In our series, the percentage of brain ischaemic and haemorrhagic events was 0%. As a novel observation with regard to studies on LAAC, we found no difference between patients undergoing LAAC during admission due to ICH and those undergoing LAAC on an outpatient basis (as can be observed in Table 1, there are no differences regarding complications, subsequent treatment, or subsequent ischaemic or haemorrhagic events). Therefore, the procedure enables us to reduce the time during which the patient is not protected against ischaemic events.

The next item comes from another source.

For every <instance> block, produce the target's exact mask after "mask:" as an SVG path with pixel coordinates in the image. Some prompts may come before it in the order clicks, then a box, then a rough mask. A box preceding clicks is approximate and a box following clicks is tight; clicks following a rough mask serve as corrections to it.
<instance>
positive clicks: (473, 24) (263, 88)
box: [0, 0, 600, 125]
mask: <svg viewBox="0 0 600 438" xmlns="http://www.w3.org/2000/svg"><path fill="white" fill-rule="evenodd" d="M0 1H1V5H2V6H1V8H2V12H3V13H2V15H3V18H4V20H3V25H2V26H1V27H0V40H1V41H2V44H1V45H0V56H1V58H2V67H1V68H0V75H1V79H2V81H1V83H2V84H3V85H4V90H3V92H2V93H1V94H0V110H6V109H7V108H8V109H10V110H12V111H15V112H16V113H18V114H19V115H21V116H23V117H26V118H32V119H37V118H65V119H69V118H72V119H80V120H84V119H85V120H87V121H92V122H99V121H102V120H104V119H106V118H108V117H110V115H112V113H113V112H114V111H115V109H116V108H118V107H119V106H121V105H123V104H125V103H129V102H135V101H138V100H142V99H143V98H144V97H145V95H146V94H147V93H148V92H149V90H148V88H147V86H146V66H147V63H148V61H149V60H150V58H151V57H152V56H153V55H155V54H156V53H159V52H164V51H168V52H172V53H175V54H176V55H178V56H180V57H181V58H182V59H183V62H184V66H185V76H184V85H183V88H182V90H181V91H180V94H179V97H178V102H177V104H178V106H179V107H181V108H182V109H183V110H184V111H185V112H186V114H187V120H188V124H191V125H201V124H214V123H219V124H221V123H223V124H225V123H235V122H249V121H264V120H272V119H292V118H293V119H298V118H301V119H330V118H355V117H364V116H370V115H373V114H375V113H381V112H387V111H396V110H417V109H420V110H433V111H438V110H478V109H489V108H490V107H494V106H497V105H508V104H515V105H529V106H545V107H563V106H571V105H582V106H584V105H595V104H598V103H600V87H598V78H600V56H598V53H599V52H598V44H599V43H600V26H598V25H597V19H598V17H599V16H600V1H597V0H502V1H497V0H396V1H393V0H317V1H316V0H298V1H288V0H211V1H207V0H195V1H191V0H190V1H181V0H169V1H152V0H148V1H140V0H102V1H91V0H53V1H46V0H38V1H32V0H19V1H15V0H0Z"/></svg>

However, robust conclusions cannot be drawn, given the study design (retrospective and single-centre), the small number of patients included, the short follow-up period, and the heterogeneity of patients. Our findings may be confirmed by further multi-centre observational studies with larger samples, and clinical trials comparing the safety and effectiveness of LAAC against antiplatelet or anticoagulant treatment. While we await conclusive data, our findings suggest that LAAC may be a good alternative to OACs in patients with ICH with a view to preventing vascular ischaemic and haemorrhagic events.

The authors have no conflicts of interest to declare.